Tels des fantômes émergeant des temps passés et des limbes de l'oubli, les personnages, visiteurs souvent imprévus, s'invitent dans la demeure (s'y imposent même parfois) pour conter leurs histoires, se révéler, se plaindre ou se confesser sous la plume de l'auteur, avant de s'éclipser pour rejoindre à nouveau les profondeurs du songe.
Vizir déchu, aventurier français, menteur impénitent, esclave déterminée, régisseur de cirque accablé d'amour, scribe bosniaque neurasthénique…défilent en une galerie de portraits qu'Ivo Andrìc peint avec un réalisme mesuré nimbé de douceur, un naturalisme auréolé de rêverie et de sagesse.
14 nouvelles, 14 portraits d'hommes, de femmes, de lieux…personnages historiques, nobles, esclaves ou paysans, paysages parcourus ou rêvés, par lesquels l'auteur ébauche les contours du pays yougoslave, entre tradition et modernité, quand ses frontières se partageaient encore entre Serbie, Bosnie Herzégovine, Croatie ou Macédoine.

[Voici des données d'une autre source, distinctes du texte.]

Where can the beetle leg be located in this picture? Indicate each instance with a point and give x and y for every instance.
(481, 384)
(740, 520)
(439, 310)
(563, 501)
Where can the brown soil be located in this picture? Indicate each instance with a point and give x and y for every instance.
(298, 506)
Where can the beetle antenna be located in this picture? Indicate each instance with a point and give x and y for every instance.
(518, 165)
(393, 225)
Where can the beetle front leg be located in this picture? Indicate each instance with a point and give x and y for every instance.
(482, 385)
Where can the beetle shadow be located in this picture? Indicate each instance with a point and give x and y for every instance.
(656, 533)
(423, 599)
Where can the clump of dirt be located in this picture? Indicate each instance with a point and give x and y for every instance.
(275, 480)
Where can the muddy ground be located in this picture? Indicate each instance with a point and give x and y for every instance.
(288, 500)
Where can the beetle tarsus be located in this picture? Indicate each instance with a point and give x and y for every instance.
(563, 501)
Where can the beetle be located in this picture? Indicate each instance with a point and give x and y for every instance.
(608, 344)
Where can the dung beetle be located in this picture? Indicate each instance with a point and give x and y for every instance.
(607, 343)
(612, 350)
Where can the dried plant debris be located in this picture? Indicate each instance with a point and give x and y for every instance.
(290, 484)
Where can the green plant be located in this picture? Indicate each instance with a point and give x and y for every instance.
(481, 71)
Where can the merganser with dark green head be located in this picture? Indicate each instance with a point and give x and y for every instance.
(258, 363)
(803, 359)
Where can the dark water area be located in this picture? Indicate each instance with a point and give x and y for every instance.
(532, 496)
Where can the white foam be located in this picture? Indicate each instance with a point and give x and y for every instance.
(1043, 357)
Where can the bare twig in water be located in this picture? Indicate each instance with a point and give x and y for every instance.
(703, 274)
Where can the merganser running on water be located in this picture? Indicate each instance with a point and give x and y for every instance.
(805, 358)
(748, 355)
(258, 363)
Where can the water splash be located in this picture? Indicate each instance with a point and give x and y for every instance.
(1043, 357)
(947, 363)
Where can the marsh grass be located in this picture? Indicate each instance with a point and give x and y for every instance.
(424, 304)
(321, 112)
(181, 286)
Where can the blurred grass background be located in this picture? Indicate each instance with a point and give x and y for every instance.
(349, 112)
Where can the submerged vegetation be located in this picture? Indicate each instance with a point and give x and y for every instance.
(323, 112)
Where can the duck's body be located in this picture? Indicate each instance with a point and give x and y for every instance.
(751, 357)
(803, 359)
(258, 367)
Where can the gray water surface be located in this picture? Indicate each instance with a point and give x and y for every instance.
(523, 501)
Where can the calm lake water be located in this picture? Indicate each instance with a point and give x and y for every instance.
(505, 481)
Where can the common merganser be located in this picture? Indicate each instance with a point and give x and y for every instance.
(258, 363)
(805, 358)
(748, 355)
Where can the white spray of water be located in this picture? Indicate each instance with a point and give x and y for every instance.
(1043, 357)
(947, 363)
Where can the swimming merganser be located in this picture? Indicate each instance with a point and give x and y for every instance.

Ainsi se compose le recueil des « Contes de la solitude », au gré de ces apparitions à la fois espérées et inopportunes dont Ivo Andrìc se fait l'émissaire, le porte-parole, le dernier écho avant l'engloutissement irrévocable dans les vapeurs de l'au-delà.
Des personnages qui « n'appartiennent pas à la même époque ni par leur destin ni par leurs origines », qui « sont de partout et de toutes les sortes » et qui jaillissent des affres de la solitude et de l'oubli pour livrer en témoignage la part d'individualité propre à chaque tempérament, laquelle, paradoxalement, offrira une fois le livre refermé, l'esquisse d'une physionomie universelle, entre joie et chagrin, entre force et faiblesse, entre ombre et lumière.

Le Prix Nobel de Littérature 1961 clôt ce recueil empreint d'humanité par une peinture de la ville de Sarajevo, dont les pierres portent la marque de deux mondes distincts, entre Orient et Occident, entre le sceau festonné apposé par la domination ottomane et la droiture sévère du cachet austro-hongrois, deux visages qui ont su parfaire et unir leurs différences en symbole fraternel en devenant emblématique d'une cité.
Cet écrivain qui a su si bien décrire les haines entre confessions et nationalités rivales ainsi que la complexité des rapports humains, serait certainement heureux de constater que cette ville, qui a subi les foudres et les sévices d'une guerre fratricide, ait réussi à panser ses blessures, se relever et s'offrir aux touristes dans la dignité et la beauté.

Mais qu'aurait pensé l'homme qui a construit le « Pont sur la Drina », face aux eaux troubles d'un fleuve devenu l'un des plus grands charniers d'Europe ? Sans doute, s'il avait encore vécu dans les années 1990, aurait-il eu le coeur brisé de voir son pays déchiré de guerres intestines, et sa ville De Višegrad défigurée par les massacres et les exécutions.
A l'heure où le cinéaste Emir Kurturica s'est allié l'amitié et le soutien du nationaliste serbe Milorad Dodik, le président de la petite république Srpska dont les airs amicaux camouflent mal l'idéal de sang pur et l'encouragement à la purification ethnique…à l'heure donc où Emir Kusturica oblitère la mémoire génocidaire pour financer la construction, sur des lieux de torture et de déportation, d'une ville dédiée au grand écrivain, il est bon de souligner qu'Ivo Andrìc a toujours espéré une « Yougoslavie » solidaire et unie, construite sur la paix et l'entente entre les peuples. En ce sens, son oeuvre ne devrait pas être réquisitionnée à des fins autres que littéraires, artistiques ou culturelles.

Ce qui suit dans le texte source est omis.